The following program prints the X-, Y- and Z-coordinates of all Carbon atoms in the ibuprofen molecule.

File: molmod/examples/001_molecules/c_carbon.py

#!/usr/bin/env python

from molmod import *

# 0) Load the molecule
mol = Molecule.from_file("ibuprofen.sdf")

# 1) Print out all carbon positions
for i in range(mol.size):
    if mol.numbers[i] == 6:
        print(mol.coordinates[i]/angstrom)

Size of a molecule

One can define the size of a molecule in several ways. The following program prints out the largest inter-atomic distance in Ångström.

File: molmod/examples/001_molecules/d_size.py

#!/usr/bin/env python

from molmod import *

# 0) Load the molecule.
mol = Molecule.from_file("ibuprofen.sdf")

# 1) Print the largest element in the distance matrix.
print("Largest interatomic distance [A]:")
print(mol.distance_matrix.max()/angstrom)
# Some comments:
#  - One can just write code that assumes the attribute distance_matrix is
#    present, but in fact it is only computed once the first time it is used.
#  - The method max is a method of the numpy array. It returns the largest value
#    in an array.

Shape of a molecule

One can define the shape of a molecule based on the covariance of the atomic coordinates with respect to their geometric center. Some shape categories were introduced by Zingg. The following program computes the shape category for the ibuprofen molecule

File: molmod/examples/001_molecules/e_shape.py

#!/usr/bin/env python

from __future__ import print_function

from molmod import *

from numpy import dot, sqrt
from numpy.linalg import eigvalsh


# 0) Load the molecule.
mol = Molecule.from_file("ibuprofen.sdf")
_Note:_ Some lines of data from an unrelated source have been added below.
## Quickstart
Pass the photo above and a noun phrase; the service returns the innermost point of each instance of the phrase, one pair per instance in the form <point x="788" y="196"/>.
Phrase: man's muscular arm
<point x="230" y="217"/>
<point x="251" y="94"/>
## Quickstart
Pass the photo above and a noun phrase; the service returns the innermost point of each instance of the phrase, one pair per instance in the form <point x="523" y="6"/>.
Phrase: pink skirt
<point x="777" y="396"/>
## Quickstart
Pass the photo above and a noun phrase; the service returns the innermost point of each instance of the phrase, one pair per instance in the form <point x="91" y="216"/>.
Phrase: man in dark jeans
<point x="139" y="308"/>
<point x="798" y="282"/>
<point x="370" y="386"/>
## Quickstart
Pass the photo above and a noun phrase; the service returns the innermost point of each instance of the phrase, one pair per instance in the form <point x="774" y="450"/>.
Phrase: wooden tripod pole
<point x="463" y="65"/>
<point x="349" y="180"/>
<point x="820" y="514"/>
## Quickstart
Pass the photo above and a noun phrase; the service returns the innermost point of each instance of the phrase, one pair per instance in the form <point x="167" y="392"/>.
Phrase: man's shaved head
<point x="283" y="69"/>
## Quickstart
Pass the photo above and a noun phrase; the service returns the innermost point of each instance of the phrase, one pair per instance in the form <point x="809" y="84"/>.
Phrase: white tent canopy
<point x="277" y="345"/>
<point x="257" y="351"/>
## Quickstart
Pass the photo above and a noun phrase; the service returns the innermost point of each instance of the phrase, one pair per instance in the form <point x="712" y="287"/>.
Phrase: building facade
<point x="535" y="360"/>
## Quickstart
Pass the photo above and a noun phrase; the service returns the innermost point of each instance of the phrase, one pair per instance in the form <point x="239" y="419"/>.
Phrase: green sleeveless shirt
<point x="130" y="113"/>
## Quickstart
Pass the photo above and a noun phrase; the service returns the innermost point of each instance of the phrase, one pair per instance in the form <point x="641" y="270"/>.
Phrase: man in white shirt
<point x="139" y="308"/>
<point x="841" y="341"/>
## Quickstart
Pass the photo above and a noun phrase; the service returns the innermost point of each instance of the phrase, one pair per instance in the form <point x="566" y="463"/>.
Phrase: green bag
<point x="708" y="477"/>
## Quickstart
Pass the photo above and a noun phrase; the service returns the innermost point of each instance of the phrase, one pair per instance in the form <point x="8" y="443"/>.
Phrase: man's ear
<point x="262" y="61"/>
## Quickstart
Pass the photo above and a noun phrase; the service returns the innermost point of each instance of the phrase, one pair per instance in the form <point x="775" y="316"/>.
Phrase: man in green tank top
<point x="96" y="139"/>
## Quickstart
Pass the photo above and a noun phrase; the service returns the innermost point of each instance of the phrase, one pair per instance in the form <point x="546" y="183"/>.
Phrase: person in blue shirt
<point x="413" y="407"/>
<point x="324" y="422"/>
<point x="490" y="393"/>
# 1) Compute the arithmetic center of the atomic coordinates.
center = mol.coordinates.mean(axis=0)
# Without the axis=0 argument, the average over all X, Y and Z components would
# be computed. Now it just computes the averages for each column. axis=1 would
# refer to averaging over rows.

# 2) Move the arithmetic center of the coordinates to the origin. The same
# comments from the b_com.py apply.
centered = mol.coordinates - mol.coordinates.mean(axis=0)

# 3) Compute the covariance matrix of the centered coordinates.
covar = dot(centered.transpose(), centered)/mol.size

# 4) Compute the eigenvalues of the symmetric covariance matrix.
evals = eigvalsh(covar)

# 5) The spread along the three eigenvectors is computed as the standard deviation
# of the atomic coordinates along that direction:
c, b, a = sqrt(evals)
print("Spread along the long axis [A]:", a/angstrom)
print("Spread along the intermediate axis [A]:", b/angstrom)
print("Spread along the short axis [A]:", c/angstrom)
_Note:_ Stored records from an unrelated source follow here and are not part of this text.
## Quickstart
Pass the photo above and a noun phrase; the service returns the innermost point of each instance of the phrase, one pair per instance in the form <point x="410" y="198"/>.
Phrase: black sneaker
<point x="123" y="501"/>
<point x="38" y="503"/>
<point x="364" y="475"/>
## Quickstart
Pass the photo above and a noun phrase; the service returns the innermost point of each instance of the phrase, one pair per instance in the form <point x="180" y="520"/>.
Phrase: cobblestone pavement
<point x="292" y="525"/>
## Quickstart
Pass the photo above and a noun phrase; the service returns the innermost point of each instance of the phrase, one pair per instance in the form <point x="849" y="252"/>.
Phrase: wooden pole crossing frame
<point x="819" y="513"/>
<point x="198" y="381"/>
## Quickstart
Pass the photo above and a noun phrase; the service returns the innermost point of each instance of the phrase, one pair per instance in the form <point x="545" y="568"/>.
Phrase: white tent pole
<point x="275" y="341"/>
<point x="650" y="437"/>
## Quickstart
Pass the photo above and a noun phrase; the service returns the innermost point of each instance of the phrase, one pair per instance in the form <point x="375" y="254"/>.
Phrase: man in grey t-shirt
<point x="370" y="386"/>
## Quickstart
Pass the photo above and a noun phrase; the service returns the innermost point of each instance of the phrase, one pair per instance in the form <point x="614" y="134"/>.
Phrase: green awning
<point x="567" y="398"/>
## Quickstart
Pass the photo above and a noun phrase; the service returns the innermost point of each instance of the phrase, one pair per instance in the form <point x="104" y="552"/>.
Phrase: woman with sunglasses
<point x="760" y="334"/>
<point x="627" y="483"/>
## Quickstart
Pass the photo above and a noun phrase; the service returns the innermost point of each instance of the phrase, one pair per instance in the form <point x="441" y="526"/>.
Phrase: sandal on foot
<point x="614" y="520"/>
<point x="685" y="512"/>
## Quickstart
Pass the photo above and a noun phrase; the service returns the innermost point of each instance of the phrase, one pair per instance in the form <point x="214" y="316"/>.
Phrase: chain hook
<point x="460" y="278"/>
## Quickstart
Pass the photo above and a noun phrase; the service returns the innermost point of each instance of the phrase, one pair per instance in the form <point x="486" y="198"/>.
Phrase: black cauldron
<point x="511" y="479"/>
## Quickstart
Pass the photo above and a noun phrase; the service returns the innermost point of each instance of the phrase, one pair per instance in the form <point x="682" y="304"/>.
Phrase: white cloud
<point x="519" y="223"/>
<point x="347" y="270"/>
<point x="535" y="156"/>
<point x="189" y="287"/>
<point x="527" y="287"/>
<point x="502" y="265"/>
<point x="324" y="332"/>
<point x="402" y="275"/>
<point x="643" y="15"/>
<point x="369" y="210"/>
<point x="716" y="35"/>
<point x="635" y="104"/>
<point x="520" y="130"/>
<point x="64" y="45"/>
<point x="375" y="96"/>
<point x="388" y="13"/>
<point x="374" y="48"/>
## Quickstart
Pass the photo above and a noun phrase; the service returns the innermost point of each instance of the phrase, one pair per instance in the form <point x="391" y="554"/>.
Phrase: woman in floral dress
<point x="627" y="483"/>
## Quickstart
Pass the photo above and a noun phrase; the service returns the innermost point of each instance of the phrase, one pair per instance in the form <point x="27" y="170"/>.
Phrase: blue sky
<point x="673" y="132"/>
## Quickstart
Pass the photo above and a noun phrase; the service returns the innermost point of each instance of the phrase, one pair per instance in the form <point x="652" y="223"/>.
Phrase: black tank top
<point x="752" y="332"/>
# 6) Test in which category this shape belongs. The factor R is set to 1.5.
R = 1.5
if b < R*c:
    if a < R*b:
        shape = 'equant' # sphere-like
    else:
        shape = 'prolate' # sigar-like
else:
    if a < R*b:
        shape = 'oblate' # pancake-like
    else:
        shape = 'bladed' # keyboard-like
print("The shape category:", shape)

Problems

  • Write a program that makes a list of all (unique) pairs of Carbon atoms that have an inter-atomic distance below 2.0 Ångström.

  • Try to find for each shape category (equant, prolate, oblate and bladed) some molecules from PubChem. Just download a bunch of SDF files and use the glob module from Python to loop over all these files:

    from glob import glob
    for fn in glob("*.sdf"):
        mol = Molecule.from_file(fn)
        # do something here
    

    If you feel lucky, extend to program so that it downloads the first 100 molecules from the PubChem database.